The initial dataset included 720 patients. However, to prioritize improvement interventions, the project focused on patients who underwent surgeries at 2 primary sites: BWH and BWFH. The final dataset used to drive improvement efforts included information from 584 patients with breast cancer (Table 4). Separate analyses were conducted to measure the time from the patient’s initial contact with DFBWCC to the initial consultation.
Using Baseline Data to Drive Improvement
Many quality improvement models emphasize the importance of collecting baseline measures to assess changes after implementing an intervention. The DFBWCC database created a mechanism to measure baseline and postintervention improvements along the 4 established KPIs. This comprehensive database will be critical for evaluating changes in timeliness of care at DFBWCC.
Number of Patients by Transition in Care


Creating this dataset allowed the team to analyze each transition in care and quantify the variability within those transitions. The dataset also generated discussions among providers and administrators about the causes for variations in timeliness of care. The data helped identify internal best practices, such as early referral to plastic surgery for potential mastectomy, and scheduling postoperative medical oncology appointments at the time of scheduling surgery. The DFBWCC Multidisciplinary Breast Leadership Team, consisting of providers from the surgical, medical, and radiation oncology departments, reviewed the data and set goals for each KPI (Table 5).
After target goals were set, work groups were created to improve the coordination of care transitions. For example, to expedite the timing of adjuvant chemotherapy, a team of front-line administrative staff from medical and surgical oncology departments was formed to develop new workflows for scheduling postoperative surgical and medical oncology appointments.
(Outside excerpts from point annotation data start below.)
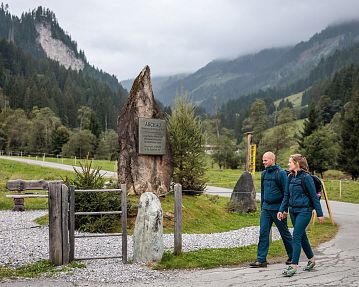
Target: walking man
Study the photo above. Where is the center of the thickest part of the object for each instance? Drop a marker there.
(274, 182)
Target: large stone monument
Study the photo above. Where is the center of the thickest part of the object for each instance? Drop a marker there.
(148, 234)
(243, 198)
(145, 161)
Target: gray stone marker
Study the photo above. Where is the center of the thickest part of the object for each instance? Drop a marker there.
(148, 243)
(243, 198)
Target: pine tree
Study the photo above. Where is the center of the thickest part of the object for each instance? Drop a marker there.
(310, 125)
(187, 143)
(349, 156)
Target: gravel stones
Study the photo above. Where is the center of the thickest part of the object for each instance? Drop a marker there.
(22, 242)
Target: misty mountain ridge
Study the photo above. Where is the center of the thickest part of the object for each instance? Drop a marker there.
(222, 80)
(38, 33)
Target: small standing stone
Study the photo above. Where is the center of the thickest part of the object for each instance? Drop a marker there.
(243, 198)
(148, 243)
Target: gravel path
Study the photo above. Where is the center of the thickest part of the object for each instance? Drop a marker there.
(22, 241)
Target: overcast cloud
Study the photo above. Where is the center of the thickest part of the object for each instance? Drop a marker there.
(176, 36)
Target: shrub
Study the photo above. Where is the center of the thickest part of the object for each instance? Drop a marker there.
(91, 178)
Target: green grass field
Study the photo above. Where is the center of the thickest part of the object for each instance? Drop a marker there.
(102, 164)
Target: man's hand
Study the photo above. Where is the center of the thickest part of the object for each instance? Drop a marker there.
(279, 215)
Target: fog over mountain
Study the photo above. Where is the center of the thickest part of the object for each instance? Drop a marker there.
(121, 37)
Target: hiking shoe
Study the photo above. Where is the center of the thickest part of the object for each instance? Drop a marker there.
(257, 264)
(310, 266)
(289, 272)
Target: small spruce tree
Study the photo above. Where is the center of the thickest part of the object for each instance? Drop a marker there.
(187, 140)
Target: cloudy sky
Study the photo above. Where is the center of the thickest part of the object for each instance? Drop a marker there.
(176, 36)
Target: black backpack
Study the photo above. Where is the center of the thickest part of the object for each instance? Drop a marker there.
(318, 185)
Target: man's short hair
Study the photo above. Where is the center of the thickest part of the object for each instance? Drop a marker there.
(270, 155)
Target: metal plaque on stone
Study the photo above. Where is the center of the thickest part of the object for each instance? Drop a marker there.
(152, 136)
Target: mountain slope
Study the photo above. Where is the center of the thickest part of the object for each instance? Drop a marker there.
(38, 33)
(220, 81)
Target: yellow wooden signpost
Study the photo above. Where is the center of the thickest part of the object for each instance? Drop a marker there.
(253, 158)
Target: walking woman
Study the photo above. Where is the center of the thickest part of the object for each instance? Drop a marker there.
(301, 197)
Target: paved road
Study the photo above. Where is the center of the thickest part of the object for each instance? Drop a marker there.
(337, 264)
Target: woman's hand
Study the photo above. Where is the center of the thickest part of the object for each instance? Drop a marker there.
(279, 215)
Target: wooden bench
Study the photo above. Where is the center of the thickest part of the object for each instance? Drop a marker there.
(20, 185)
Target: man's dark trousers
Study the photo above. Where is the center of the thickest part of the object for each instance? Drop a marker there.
(266, 220)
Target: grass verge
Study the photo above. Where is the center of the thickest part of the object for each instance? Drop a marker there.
(211, 258)
(36, 269)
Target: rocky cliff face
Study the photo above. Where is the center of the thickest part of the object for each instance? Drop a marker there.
(56, 50)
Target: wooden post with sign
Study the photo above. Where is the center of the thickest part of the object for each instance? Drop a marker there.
(249, 140)
(253, 158)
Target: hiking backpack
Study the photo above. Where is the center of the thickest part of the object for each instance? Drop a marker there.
(317, 183)
(277, 180)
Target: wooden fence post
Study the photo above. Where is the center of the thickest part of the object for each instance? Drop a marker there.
(178, 220)
(55, 223)
(65, 223)
(124, 222)
(72, 224)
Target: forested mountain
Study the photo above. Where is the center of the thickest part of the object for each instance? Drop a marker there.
(41, 66)
(315, 85)
(220, 81)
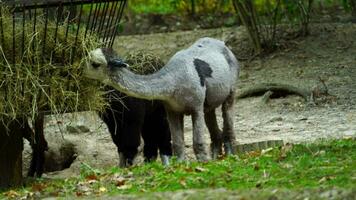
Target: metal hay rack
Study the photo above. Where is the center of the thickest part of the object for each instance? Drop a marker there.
(100, 17)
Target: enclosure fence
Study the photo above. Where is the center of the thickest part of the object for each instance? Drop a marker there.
(88, 17)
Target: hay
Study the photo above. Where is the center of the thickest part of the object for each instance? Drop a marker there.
(44, 79)
(143, 63)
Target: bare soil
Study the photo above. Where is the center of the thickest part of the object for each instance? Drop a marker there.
(329, 52)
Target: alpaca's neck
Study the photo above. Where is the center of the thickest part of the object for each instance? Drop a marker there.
(153, 86)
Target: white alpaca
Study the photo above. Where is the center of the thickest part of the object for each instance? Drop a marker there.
(195, 81)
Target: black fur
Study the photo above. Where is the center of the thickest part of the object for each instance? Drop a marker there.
(38, 145)
(228, 58)
(203, 69)
(137, 117)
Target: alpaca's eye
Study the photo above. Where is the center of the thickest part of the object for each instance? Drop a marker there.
(95, 65)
The work group redesigned processes to facilitate earlier medical oncology follow-up, thereby shortening the time from completion of surgery to initiation of adjuvant chemotherapy.
Key Performance Indicator Goals


An overarching principle has been that processes should be standardized and independent of individual providers. The interventions developed by the teams have been implemented over the previous year, and the new processes are currently being tested and validated to assess their value. Future reports are planned to discuss the outcomes of this effort.
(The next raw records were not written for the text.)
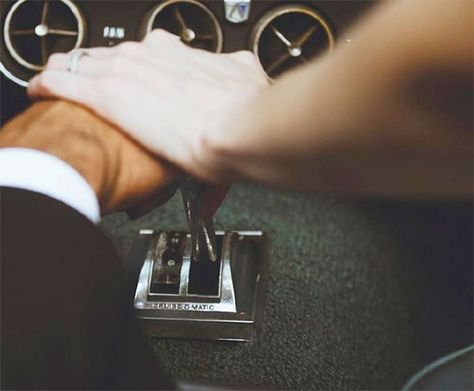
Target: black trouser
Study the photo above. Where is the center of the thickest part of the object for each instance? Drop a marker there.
(67, 319)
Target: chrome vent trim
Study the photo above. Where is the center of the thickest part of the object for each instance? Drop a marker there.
(292, 49)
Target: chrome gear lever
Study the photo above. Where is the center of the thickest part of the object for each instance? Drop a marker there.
(201, 226)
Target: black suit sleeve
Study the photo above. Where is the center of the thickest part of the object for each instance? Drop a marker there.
(66, 316)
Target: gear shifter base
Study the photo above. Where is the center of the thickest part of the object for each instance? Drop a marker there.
(179, 297)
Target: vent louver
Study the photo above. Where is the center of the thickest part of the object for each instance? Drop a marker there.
(193, 22)
(289, 36)
(35, 29)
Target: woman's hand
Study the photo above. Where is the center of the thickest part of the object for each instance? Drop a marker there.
(121, 173)
(161, 92)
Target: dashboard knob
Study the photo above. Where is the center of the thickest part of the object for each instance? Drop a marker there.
(288, 36)
(192, 21)
(33, 30)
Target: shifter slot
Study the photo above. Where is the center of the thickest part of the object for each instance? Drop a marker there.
(184, 298)
(204, 275)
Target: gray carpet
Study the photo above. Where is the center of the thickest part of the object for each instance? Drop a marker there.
(361, 293)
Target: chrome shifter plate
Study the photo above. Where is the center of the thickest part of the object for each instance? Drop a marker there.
(182, 298)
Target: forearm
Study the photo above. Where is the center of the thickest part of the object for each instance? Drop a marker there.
(368, 119)
(119, 171)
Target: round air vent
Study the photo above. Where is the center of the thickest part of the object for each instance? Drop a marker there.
(288, 36)
(193, 22)
(35, 29)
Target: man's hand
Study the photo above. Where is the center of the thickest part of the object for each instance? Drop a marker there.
(121, 173)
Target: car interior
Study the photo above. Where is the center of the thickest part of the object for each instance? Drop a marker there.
(310, 291)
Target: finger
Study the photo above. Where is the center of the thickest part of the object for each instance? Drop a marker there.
(87, 64)
(153, 202)
(71, 86)
(159, 38)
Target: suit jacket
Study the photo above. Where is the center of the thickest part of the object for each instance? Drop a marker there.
(66, 310)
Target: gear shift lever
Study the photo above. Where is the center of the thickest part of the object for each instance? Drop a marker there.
(200, 284)
(201, 227)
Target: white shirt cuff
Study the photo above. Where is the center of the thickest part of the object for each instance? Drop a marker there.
(29, 169)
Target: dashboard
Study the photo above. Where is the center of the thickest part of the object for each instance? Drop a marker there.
(282, 34)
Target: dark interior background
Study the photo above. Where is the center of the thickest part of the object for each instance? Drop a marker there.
(362, 293)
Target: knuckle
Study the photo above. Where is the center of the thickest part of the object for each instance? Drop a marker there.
(56, 60)
(128, 48)
(159, 35)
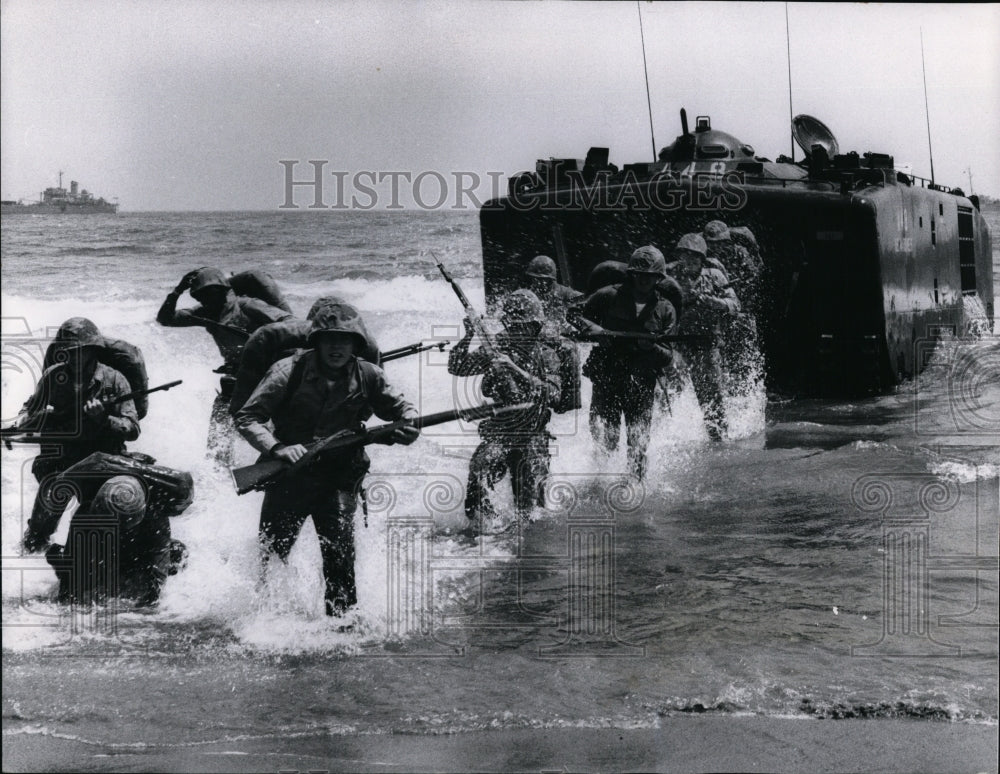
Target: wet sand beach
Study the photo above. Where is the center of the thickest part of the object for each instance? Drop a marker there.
(680, 744)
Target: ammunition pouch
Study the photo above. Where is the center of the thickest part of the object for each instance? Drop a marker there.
(227, 384)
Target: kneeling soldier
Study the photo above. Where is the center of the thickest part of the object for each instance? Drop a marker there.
(310, 396)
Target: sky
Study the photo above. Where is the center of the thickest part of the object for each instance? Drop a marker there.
(192, 105)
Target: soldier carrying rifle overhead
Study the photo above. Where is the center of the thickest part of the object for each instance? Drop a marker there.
(230, 319)
(309, 396)
(624, 371)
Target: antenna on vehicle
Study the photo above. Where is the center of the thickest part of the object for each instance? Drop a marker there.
(788, 52)
(927, 111)
(645, 70)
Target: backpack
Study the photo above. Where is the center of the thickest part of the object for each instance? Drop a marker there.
(261, 285)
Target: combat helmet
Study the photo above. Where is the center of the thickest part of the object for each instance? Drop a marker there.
(542, 267)
(694, 243)
(647, 260)
(523, 306)
(206, 278)
(78, 332)
(338, 317)
(716, 231)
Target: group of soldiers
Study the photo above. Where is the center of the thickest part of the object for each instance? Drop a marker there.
(288, 383)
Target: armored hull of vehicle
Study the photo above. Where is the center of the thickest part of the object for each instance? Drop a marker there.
(864, 267)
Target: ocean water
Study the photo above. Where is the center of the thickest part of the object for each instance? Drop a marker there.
(833, 559)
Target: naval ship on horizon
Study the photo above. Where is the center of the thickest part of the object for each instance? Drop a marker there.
(59, 201)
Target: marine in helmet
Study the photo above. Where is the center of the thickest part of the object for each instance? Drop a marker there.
(271, 343)
(75, 410)
(624, 372)
(742, 266)
(542, 280)
(230, 319)
(312, 395)
(740, 348)
(525, 368)
(709, 302)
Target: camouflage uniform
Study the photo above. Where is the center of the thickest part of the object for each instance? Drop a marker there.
(136, 563)
(305, 405)
(708, 303)
(516, 443)
(743, 267)
(237, 314)
(75, 435)
(623, 373)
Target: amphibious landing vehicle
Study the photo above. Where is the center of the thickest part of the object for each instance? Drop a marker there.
(865, 266)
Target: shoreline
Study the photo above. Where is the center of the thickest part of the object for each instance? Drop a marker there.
(681, 744)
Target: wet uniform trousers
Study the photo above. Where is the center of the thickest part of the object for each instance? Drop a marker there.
(83, 437)
(623, 376)
(519, 443)
(304, 405)
(286, 507)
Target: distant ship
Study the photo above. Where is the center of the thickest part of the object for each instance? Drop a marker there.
(58, 201)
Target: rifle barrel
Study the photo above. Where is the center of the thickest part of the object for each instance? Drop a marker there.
(257, 476)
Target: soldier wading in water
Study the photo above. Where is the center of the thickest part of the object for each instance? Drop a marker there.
(310, 396)
(525, 369)
(623, 371)
(230, 319)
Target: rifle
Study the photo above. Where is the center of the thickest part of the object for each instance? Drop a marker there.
(411, 349)
(488, 345)
(657, 338)
(209, 323)
(261, 474)
(486, 340)
(21, 433)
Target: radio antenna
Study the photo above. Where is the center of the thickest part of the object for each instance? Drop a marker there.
(788, 52)
(927, 112)
(645, 70)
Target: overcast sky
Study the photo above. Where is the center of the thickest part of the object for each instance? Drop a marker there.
(190, 105)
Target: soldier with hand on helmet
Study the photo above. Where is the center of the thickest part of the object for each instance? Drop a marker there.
(524, 368)
(624, 372)
(709, 302)
(230, 319)
(306, 397)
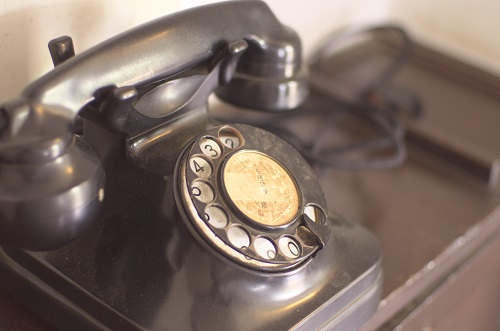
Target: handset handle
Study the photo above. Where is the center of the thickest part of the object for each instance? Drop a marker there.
(167, 46)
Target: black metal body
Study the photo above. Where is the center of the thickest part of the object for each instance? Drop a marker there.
(144, 97)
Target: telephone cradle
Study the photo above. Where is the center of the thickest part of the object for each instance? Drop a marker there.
(125, 205)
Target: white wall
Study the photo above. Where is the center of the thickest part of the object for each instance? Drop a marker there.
(468, 29)
(464, 27)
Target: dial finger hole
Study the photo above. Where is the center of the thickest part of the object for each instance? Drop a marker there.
(265, 248)
(238, 237)
(315, 214)
(210, 148)
(202, 191)
(230, 137)
(289, 247)
(200, 167)
(216, 217)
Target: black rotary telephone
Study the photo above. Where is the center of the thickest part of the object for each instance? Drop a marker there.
(125, 205)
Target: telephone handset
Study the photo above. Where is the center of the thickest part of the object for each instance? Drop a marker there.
(153, 215)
Challenges to Creating a Dataset
The creation of a single dataset to capture the timeliness of patient care across DFBWCC has been challenging. This endeavor required close collaboration between clinicians, department administrators, information systems staff, and the data analytics team, and took nearly a year to complete. One of the main challenges was merging the data based on medical record numbers, because each DFBWCC site and radiation oncology treatment center assigns a unique medical record number to the same patient.
To ensure data accuracy and integrity, the authors conducted random chart audits. Records were also audited for all patients whose transitions between episodes of care were deemed exceptionally long. The need to audit data delayed the presentation of and acting on the data. Therefore, a time lag exists with internal data, although this lag is shorter than that for the NCCN data. Despite the complexities involved, the internal dataset has proven essential for process and quality improvement efforts.
Summary
Improving the timeliness of breast cancer care at DFBWCC is a complicated endeavor involving multiple disciplines and clinical sites. Various technical and administrative impediments were encountered due to the complexity of this broad-based initiative. Significant time was spent defining, collecting, validating, integrating, and analyzing multitudinous episodes of care. Analyses revealed several barriers to timely care and, in the coming months, the authors hope to share these key findings and the results of implementing novel approaches for reducing delays in care at a large, distributed, academic, multidisciplinary cancer center.